When the church was established in Acts 2, his apostles knew that Jesus considered the temple his father's house. They knew that Jesus had been participating in temple worship all his life. They knew Jesus participated in synagogue worship all his life. They knew he had prophesied that they themselves would be kicked out of those synagogues for being his followers.

This early church met daily in the temple, wherein the joyful musical assemblies took place. Not one word was spoken against the temple assemblies. They also met in private homes. They met in synagogues (James 2 refers to "your synagogue", although most English translations hide this fact). They met beside rivers. They met in lecture halls. Later they met in underground cemeteries. Later still they built their own buildings for their meetings.
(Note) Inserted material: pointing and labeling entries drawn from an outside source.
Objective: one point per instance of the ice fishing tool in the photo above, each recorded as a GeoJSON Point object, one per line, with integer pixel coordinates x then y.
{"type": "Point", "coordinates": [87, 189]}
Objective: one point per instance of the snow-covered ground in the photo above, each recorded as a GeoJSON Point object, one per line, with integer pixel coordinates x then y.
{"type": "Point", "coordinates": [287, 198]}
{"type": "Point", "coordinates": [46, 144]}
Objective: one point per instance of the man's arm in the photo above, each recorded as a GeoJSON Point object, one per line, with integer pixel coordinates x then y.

But in these earliest days, when the church existed only in the city of Jerusalem, the main meeting place was the temple.

When the church began to spread out and away from the city and its temple, the natural meeting place was the synagogue. It is here, in the synagogue, where the non-Jew learned "how to do church". And here, in the synagogue, instruments were not used. Not because of any command from God, but because of a human tradition.

Over the next few decades, the Gentile segment of the church outgrew the Jewish segment. This Gentile segment, for the most part, had never experienced instrumental praise in the name of Jesus; all they had ever been exposed to, as a norm, was non-instrumental praise. A couple of generations later, and the kids who had grown up non-instrumental developed the idea that the way they had personally always done things must be *the* way to do things.

When the Jewish population of Christians was snuffed out almost completely by the destruction in 70AD of the Jewish Temple and city of Jerusalem, these Gentile Christians seem to have gotten it in their heads that all things Jewish were condemned by God.

These two factors - "We've always been non-instrumental", and "God hates all things Jewish, including their instruments" - led the late first-century and early-second century churches to solidify on the Gentile/synagogue way of doing things. The Sabbath was Jewish; Sunday was the new Lord's Day. Instruments and joyful dancing and incense were Jewish; solemn head-bowing and sitting quietly is how Jesus wants us to assemble. Everyone contributing their spirit-gifting in the assembly was the mystical Jewish way of doing things; we Gentiles believe in logic and science and that requires the learned philosophers to teach the non-learned, in a lecture format.

Through the intervening centuries, and the Roman Catholic Church, we have inherited this Gentile mindset. And when we go looking in the scriptures, we bring our mindset with us, and gloss over the things that don't fit in with the "way we've always done them", and when we fail to find explicit teachings to support the way we've always done things, we turn to later, post-Bible writings, and sure enough, find support for what we believe.

Although this was long, it should help to explain why it was "the norm", by tradition, not command, for church music to be non-instrumental by the second century or so. This was not because of any command from God, but because of the natural progression of the church moving from the instrumental Jewish temple to the non-instrumental Jewish synagogue to the non-Jewish, non-instrumental assembly.

No command against instruments. No demand for instruments. Total freedom. But tradition, and the practical loss in history of the earlier tradition and the practical highlighting of the later one resulted in the norm for early Christianity to be non-instrumental.